Die Lockerungen gelten nur für England; Schottland, Wales und Nordirland erlassen ihre eigenen Corona-Bestimmungen. Mit rund 44.000 Corona-Toten ist Großbritannien das am stärksten von der Pandemie betroffene Land in Europa. Die Infektionsraten gingen zuletzt jedoch zurück. (reuters/afp)

Mehr als 6.000 Neuinfektionen in Russland

Russland meldet 6.632 bestätigte Neuinfektionen mit dem Coronavirus. Die Gesamtzahl der Fälle steigt damit auf 674.515. 168 Menschen seien in den vergangenen 24 Stunden im Zusammenhang mit dem Virus gestorben, teilen die Behörden mit. Die Gesamtzahl der Toten erhöht sich damit auf 10.027. (reuters)

Spielbetrieb in japanischer Fußball-Liga läuft wieder

Japans Fußball-Liga hat nach einer viermonatigen Corona-Pause ihren ersten Spieltag absolviert. Bei den neun Begegnungen der J-League waren am Samstag keine Zuschauer in den Stadien zugelassen. Den bislang einzigen Spieltag der neuen Saison hatten die 18 Mannschaften im Februar bestritten. Beim Neustart verlor Lukas Podolskis einstiger Club Vissel Kobe mit dem früheren spanischen Weltmeister Andrés Iniesta 0:3 (0:1) gegen Sanfrecce Hiroshima.

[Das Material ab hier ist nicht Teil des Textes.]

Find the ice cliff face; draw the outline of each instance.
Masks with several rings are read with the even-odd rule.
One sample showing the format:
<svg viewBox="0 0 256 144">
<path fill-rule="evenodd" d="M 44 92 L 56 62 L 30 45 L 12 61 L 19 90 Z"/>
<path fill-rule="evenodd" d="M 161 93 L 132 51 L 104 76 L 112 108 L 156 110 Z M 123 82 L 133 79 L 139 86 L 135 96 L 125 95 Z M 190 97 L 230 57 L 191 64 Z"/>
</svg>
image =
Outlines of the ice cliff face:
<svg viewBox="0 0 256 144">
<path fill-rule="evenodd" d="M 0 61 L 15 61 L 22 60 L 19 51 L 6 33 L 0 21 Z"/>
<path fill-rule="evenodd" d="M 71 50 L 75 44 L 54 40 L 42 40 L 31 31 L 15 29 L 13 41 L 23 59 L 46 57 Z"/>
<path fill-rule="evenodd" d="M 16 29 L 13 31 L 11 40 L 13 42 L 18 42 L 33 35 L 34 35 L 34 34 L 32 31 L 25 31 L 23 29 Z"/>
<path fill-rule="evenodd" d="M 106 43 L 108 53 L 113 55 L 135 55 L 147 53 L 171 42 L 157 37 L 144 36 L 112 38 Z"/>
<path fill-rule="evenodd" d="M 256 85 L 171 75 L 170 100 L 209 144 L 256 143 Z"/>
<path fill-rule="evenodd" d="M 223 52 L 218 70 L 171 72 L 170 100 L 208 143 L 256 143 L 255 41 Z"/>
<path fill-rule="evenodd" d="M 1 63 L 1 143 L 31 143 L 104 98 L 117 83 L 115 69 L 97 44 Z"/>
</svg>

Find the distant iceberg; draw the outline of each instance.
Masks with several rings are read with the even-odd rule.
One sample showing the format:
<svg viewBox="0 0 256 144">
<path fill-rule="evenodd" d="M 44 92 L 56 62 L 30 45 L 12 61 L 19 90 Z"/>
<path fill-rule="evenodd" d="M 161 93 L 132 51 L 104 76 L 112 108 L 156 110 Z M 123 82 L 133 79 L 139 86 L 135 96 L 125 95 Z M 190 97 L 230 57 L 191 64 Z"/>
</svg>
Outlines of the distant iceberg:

Noch im Juli könnten möglicherweise schrittweise auch wieder Zuschauer in den Stadien zugelassen werden, obwohl es zuletzt vor allem in Tokio wieder steigende Zahlen bei den Neuinfektionen mit dem Coronavirus gab. Bereits im Juni hatte die Baseball-Liga ihren Spielbetrieb in Japan wieder aufgenommen. Die Olympischen Spiele in Tokio waren wegen der Pandemie um ein Jahr auf August 2021 verschoben worden. (dpa)

Über 22.000 Neuinfektionen in Indien an einem Tag

Innerhalb von 24 Stunden sind in Indien so viele Coronavirus-Neuinfektionen gezählt worden wie nie zuvor. Die Behörden registrierten am Samstag 22.771 positive Fälle. Insgesamt sind in Indien laut Johns-Hopkins-Universität nun 648.315 Erkrankungen an Covid-19 ermittelt worden, weltweit steht das Land damit an Platz vier hinter den USA, Brasilien und Russland. Nach einer Infektion sind mehr als 18.000 Menschen in Indien gestorben; in den vergangenen 24 Stunden lag die Zahl der Opfer bei 442. Bereits im Juni stiegen die Zahlen der Neuinfektionen stark an, nachdem Anti-Corona-Maßnahmen gelockert worden waren. (ap)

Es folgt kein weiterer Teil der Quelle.